Не прошло и получаса, как твоя «Лада» мчалась по Светопольскому шоссе. Стрелка спидометра подкрадывалась к ста, и, когда тебя остановил инспектор ГАИ, притаившийся за автопавильоном, ты не спорил и не каялся, а лишь объяснил, что тебе срочно необходимо лекарство, которого нет в Витте. В качестве же компенсации за нарушение правил протянул красненькую. Инцидент был исчерпан.

Хорошие деньги имеешь ты, но у тебя хватает здравомыслия не стать скупердяем. «Как много людей упускают жизнь, добывая средства к жизни!» Прекрасные слова. Деньги никогда не были для тебя самоцелью — лишь средством.


Свидетельница Синицына с готовностью подтверждает это, умалчивая, впрочем, о магнитофоне — твоем последнем презенте, сделанном с такой элегантностью.

— Без этих качеств, — резюмирует она, — Мальгинову не видать бы Золотого пляжа как собственных ушей…

Это уже не бесстрастная констатация, это обобщение, которое обвинение не преминет использовать в своих целях.

Стало быть, и Синицына тоже? До отказа, до самых витражей набит зал, и все — свидетели обвинения, одного только обвинения. Лишь красно-синий шут подмигивает и делает какие-то знаки, которые ты вправе истолковать как союзнические сигналы. Кто только не торопится уличить тебя! Жена и дочь, соседи и знакомые, бывшие сокурсники и нынешние сослуживцы, живые и мертвые…


— В гимнастерке! Держи!

Ты еще успел поддеть безответное тело носком сандалии, но кажется, это был последний удар: в круг ворвался, удивительно проворно работая рукой и культей, инвалид с искаженным от гнева лицом.

— Кто притронется — убью! — И высоко над головой взметнул единственный кулак. — Человек ведь! Человек — не деревяшка.


— Нет. — На плечах седой дамы с прекрасной осанкой ажурная шаль. Она зябко кутается в нее, будто очень холодно стало вдруг под стеклянным куполом. — Нет. Это не человек.
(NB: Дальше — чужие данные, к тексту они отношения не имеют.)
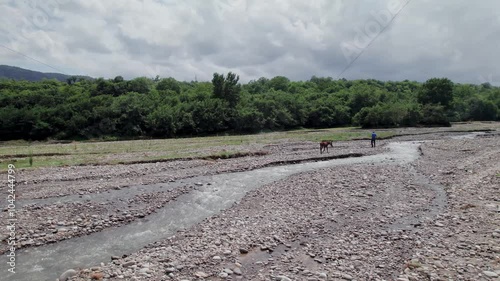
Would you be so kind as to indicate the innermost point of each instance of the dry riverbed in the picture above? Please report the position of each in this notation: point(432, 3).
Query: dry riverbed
point(350, 222)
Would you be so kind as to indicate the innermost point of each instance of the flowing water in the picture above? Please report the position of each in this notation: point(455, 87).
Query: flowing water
point(49, 261)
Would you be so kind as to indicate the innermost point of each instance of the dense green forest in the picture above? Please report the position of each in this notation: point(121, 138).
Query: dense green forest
point(143, 107)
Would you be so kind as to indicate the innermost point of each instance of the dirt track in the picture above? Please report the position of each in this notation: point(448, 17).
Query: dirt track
point(341, 223)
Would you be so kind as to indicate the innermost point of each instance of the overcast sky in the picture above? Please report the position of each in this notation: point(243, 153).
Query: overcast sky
point(184, 39)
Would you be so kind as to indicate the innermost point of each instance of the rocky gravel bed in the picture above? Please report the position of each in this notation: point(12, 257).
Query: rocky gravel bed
point(336, 223)
point(60, 181)
point(465, 242)
point(42, 224)
point(344, 223)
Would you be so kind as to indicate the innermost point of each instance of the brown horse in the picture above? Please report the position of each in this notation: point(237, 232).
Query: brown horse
point(324, 146)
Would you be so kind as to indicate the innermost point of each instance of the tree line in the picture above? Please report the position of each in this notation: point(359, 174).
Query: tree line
point(144, 107)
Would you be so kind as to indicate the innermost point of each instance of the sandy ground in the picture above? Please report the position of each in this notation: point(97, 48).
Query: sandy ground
point(341, 223)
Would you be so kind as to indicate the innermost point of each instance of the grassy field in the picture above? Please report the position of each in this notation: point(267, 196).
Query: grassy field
point(44, 154)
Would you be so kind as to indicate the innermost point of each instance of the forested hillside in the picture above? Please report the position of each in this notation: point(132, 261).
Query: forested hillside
point(17, 73)
point(143, 107)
И вот тут-то просыпается адвокат.

— Человек! — твердо произносит она, и даже мертвый глаз оживает. — Человек… Хотя бы потому, что никакая тварь не способна учинить над собой такой суд.

Никакая тварь! Цокают языками, отдавая должное, знатоки с верхнего яруса, и только красно-синий коротышка кривляется из-за колонны. Проклятый шут! Любое наказание готов принять ты. Любое, ибо еще Данте утверждал, что страдание возвращает нас к богу… Недалеко, за стеклами дворца, исподволь возводимого в течение многих лет, ворочается море.
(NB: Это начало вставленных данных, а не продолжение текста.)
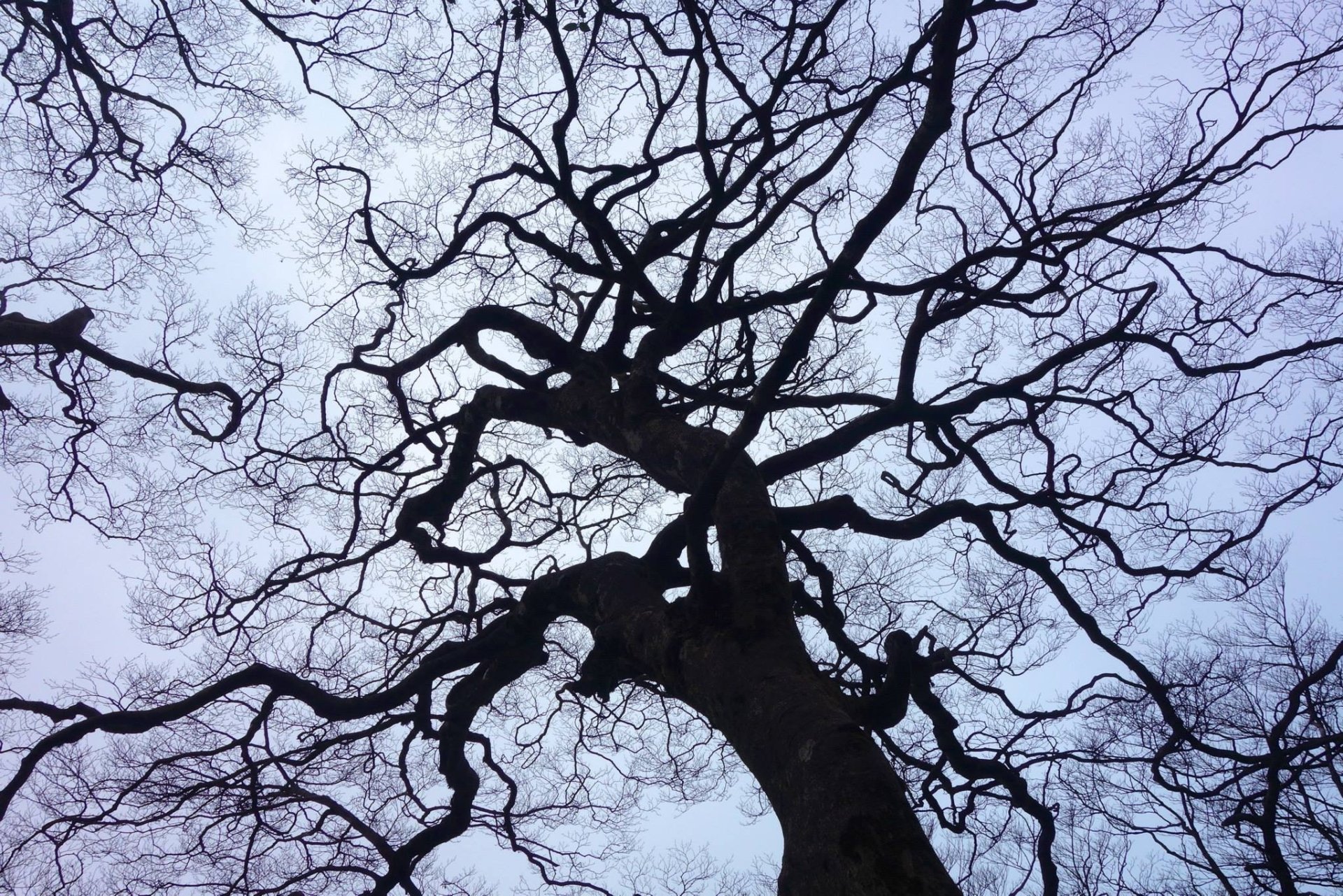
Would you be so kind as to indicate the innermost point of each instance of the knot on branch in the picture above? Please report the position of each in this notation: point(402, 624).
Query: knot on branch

— Но если и это человек… И это…


Когда ты, осторожно пробравшись по узкой тропе среди зарослей крапивы, склонился над низким срубом, в нос тебе шибануло зловоние… И тем не менее в этом чреве, в заветных тайниках его, пряталась живая и чистая влага.


— Прежде, — следует грустное уточнение. — Прежде пряталась, а теперь ее нет.